By providing a client with a variety of instruments, both melodic and rhythmic, I find that I can notice a trend in the way he or she plays an instrument. Choosing melodic over rhythmic might give me some insight into a client’s emotional state; perhaps this client is feeling a need to explore different sounds within this timbre. Maybe he has more expressive tendencies at this time that only a melodic instrument can allow. If the client is playing in a very high register, I might believe that he is expressing happiness; in a low register, maybe the client feels sluggish or down. I may interpret the choice of a rhythmic instrument in a variety of other ways. When the client plays with staccato strikes, I might believe he is angry or frustrated. If the client’s tempo is quick, with light strikes, I may think he is feeling anxious or scared.

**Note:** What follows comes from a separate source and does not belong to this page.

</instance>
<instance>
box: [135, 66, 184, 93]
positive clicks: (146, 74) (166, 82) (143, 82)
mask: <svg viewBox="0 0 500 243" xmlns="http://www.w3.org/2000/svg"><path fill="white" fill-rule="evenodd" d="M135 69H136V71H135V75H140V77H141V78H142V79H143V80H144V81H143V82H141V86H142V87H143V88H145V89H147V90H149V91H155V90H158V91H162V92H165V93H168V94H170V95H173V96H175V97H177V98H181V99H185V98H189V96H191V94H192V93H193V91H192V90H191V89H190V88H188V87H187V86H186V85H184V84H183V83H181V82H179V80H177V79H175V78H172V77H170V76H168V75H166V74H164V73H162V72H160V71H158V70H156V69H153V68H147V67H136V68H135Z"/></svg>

The information that is relayed through music will usually facilitate a better understanding on my part of a client’s emotional state. Musical conversations can at times ensue, but other times a client might need to simply vent to me. My job is to absorb all of this information and find the best way to validate and support this musical expression, and continue to do so throughout all of the transitions and various challenges my clients might face.

A thought on Thursday

I had another enlightening supervision session tonight. Thursdays are my really busy days, and I’m always a messy pool of goo when I finally make it to 6:45 and talk with my supervisor, but regardless, I took away a great thought:

“The therapist’s job is to say the unsayable.”

I’ve been noticing one of my clients offer resistance in regard to potentially uncomfortable emotions she seems to be experiencing. I say “potentially” and “seems to be” because alas, we haven’t gotten too far into some of these issues. (Which is not to say that we must; just to say that I’m aware of her blocking certain subjects.) Anyway, the above quote is valuable to me because I could actually speak the words “I’m noticing you don’t seem to want to talk about this anymore” (or anything else along those lines), as opposed to drifting over the silence or the displacement or however else that discomfort and unease is manifesting itself without acknowledgement.

That’s my very brief thought on this very big idea. Happy Thursday.